Some of my best friends are white…

February 23, 2011 § 4 Comments

In Australia, I have so many friends, awesome in many ways but I’d be without MOST of them if I distanced myself from those that had done just one of the following:

– exoticised the skin tone and background of myself / other people of colour to my face
– appropriated the styles and forms of expression and rebellion of ‘other’ cultures (of people of colour) for their own creative self-expression and/or radical credibility (without acknowledgment of the privilege they are enacting to do so)
– called me ‘paranoid’ when I’ve expressed my concerns of being treated suspiciously/differently because of my race/skin tone.
– never initiated an observation/conversation about racism nor called out peers for racism such as the above
– not acknowledged the above things as racism.
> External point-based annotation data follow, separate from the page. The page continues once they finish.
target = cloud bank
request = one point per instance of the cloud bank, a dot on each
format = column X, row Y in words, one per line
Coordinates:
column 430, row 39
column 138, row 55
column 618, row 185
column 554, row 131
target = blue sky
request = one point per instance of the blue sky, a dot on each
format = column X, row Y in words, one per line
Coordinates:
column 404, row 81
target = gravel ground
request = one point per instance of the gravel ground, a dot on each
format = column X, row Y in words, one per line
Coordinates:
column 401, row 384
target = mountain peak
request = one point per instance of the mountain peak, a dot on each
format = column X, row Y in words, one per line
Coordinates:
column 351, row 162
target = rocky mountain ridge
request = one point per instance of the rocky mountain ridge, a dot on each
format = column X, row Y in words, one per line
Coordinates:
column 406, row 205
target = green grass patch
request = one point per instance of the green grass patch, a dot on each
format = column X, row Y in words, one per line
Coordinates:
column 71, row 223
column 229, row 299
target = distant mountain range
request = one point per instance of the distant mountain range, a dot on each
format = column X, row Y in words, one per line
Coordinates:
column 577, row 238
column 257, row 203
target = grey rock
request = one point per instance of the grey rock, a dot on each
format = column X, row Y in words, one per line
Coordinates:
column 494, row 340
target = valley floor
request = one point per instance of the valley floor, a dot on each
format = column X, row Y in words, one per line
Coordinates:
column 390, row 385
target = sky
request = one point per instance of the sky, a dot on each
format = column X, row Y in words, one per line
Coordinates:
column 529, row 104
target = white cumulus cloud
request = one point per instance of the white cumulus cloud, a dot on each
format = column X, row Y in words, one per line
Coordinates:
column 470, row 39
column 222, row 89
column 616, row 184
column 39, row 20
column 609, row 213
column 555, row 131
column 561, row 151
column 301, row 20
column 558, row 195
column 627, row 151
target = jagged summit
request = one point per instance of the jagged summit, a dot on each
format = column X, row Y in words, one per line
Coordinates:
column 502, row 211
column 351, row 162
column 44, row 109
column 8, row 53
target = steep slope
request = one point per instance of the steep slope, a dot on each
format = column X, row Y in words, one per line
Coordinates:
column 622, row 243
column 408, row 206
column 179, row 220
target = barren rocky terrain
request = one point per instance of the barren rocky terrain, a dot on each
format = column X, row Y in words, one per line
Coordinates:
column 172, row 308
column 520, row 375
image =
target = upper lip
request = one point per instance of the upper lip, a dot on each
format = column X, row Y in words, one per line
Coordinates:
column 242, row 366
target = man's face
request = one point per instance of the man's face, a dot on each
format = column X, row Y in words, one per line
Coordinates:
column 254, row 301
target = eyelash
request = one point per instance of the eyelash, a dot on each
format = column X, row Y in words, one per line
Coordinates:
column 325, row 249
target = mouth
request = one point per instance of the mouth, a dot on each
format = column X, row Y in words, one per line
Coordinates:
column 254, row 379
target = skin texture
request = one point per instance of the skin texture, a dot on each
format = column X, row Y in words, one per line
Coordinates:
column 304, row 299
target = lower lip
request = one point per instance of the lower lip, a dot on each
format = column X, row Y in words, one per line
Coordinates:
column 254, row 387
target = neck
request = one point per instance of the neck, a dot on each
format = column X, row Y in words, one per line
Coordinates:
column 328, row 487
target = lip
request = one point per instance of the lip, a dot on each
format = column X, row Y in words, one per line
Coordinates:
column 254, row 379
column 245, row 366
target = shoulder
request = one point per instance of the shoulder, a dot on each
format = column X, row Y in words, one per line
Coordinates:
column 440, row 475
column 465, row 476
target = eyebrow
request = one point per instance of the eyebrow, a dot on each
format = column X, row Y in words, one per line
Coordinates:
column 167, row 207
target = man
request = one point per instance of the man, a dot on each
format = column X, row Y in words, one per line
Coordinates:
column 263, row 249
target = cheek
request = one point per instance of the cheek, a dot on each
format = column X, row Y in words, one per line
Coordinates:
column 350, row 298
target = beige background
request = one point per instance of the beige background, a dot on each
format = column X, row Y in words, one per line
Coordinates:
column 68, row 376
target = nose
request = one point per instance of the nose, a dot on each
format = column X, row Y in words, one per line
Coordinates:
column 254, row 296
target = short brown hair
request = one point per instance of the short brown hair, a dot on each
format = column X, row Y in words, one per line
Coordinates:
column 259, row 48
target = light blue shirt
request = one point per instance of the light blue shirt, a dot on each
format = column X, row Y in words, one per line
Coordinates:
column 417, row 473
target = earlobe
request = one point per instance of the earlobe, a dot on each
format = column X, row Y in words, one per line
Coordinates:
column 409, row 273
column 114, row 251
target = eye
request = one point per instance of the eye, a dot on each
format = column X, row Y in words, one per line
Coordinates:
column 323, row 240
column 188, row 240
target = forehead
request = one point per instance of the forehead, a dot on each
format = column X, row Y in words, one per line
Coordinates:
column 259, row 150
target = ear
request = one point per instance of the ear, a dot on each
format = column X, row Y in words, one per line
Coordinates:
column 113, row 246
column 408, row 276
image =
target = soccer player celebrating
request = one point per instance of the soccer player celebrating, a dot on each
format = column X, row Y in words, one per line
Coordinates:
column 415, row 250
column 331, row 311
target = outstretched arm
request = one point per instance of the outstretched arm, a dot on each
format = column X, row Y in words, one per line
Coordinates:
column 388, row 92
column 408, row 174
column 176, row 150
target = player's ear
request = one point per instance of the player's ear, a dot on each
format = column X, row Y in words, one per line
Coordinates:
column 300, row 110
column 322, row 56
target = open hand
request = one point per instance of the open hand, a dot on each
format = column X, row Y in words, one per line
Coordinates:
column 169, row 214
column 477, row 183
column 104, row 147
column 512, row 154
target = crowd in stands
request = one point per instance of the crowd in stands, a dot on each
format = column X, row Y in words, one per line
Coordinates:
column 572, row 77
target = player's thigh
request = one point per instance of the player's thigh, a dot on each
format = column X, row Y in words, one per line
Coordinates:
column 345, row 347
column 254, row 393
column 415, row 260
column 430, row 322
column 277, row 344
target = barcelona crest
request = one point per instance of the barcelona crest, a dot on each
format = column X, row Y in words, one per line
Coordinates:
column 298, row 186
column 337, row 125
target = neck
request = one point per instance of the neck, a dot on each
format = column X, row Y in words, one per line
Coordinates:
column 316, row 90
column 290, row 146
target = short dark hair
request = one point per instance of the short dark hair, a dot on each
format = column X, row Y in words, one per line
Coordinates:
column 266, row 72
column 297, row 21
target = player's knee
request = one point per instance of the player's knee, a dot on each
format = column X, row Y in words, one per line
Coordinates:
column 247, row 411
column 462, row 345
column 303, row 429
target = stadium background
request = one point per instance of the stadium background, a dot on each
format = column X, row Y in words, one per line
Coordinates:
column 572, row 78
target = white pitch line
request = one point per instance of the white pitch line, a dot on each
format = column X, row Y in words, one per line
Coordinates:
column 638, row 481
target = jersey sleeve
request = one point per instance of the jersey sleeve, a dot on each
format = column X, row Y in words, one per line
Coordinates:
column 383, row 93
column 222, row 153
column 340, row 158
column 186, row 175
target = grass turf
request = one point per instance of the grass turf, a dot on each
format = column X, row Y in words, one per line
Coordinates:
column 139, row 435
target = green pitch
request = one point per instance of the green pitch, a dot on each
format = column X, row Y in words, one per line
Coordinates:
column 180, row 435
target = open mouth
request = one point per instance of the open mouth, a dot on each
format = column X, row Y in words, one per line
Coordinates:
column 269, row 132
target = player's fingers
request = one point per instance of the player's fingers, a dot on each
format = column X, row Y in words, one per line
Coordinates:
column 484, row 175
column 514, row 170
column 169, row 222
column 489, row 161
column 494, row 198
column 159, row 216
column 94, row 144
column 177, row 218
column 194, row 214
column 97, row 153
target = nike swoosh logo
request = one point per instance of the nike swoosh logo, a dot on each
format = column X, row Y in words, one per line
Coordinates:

If I chose to only hang around with people with good racial politics, the friends I would have that weren’t people of colour themselves would fit around my small kitchen table.

I choose not to isolate from my broad range of friends because I want to believe that people share more humanity than our differences and that racist ignorance can change through conversation, self-education and experience with consciousness. The responsibility for change should not have to be in the hands of people of colour. The effort should be coming from all non-people-of -colour, non-Indigenous Australians to bring about an awareness of white privilege.

The focus of my energy has to be in constructing my own positive identity and presence in the world as a person of colour. I am open to conversation but meanwhile talk amongst yourselves please.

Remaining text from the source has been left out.